In all, he has made 278 appearances in New York City. I was at roughly 25 of his shows, mostly as a deeply obsessed teenager, but at quite a few as an adult, too, and now I was sitting in that booth in the Algonquin pestering him about a longstanding theory of mine: that there is something in his music — caustic, smart, fast-talking, but with moments of deep compassion and sublime beauty — that is quintessentially New York. He made a habit early in his career of being in-your-face, maybe a bit of a jerk, characteristics some might associate with New Yorkers as well.

Never mind that he grew up in Liverpool and London and has lived in Dublin and now Vancouver, British Columbia. How else but with shared attitudes could a 13-year-old from Brooklyn latch on to a singer-songwriter-performer who peppers his lyrics with Britishisms (Vauxhall Viva, tuppenny ha’penny millionaire)?

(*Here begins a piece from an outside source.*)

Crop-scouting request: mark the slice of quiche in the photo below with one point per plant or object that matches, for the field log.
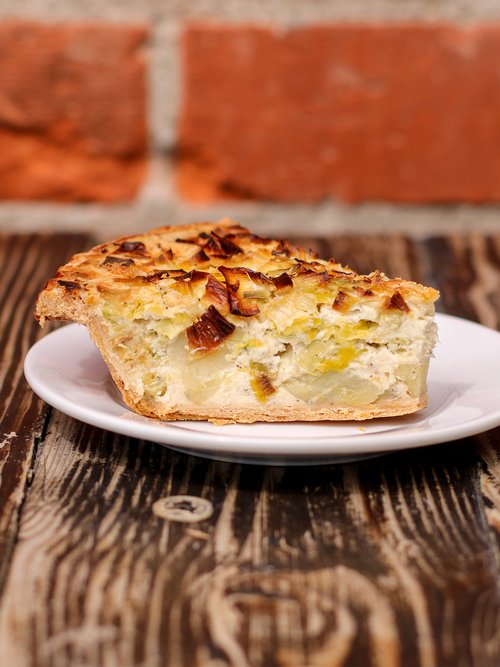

The moment you meet a lifelong idol is transporting. Dressed in a blue suit jacket with small white polka dots, relaxed and enjoying the coolness of the lobby on a scorching hot day, Mr. Costello was game to knock around my theory, if at first not entirely convinced. We were both hard-pressed to come up with other examples of non-New Yorker musicians, artists or authors who conveyed the sense of the city without trying to, or even realizing they were.

As the conversation moved along, a rich stream of New Yorkiness did indeed reveal itself, both in Mr. Costello’s music and in his experiences, whether captured in song or his autobiography, “Unfaithful Music & Disappearing Ink” (Blue Rider Press, 2015; out Oct. 11 in paperback). It even reached back to before he was born.

Mr. Costello made the first comparison to someone else famous — a transplanted New Yorker and a lifelong idol of his.

“John Lennon came to live here and volunteered the idea that he saw some equivalency between New York and Liverpool,” he said. “In a way, it was a heightened version, being a port. I felt at home the first time I came here.”

He was quickly on a roll.

“I didn’t drive a car until I was 38, so I liked any town you could walk around, and I never ever felt threatened. Maybe that was naïve of me, or maybe I didn’t venture far enough afield. People were generally not bothered by you. Why would they be bothered by you? It wasn’t as if I was wearing a gold suit.”

The young Mr. Costello had a firm handle on all the music scenes in the United States when he first arrived, and hungered to experience them. But he found many had faded; the only scene that really felt alive and happening was New York.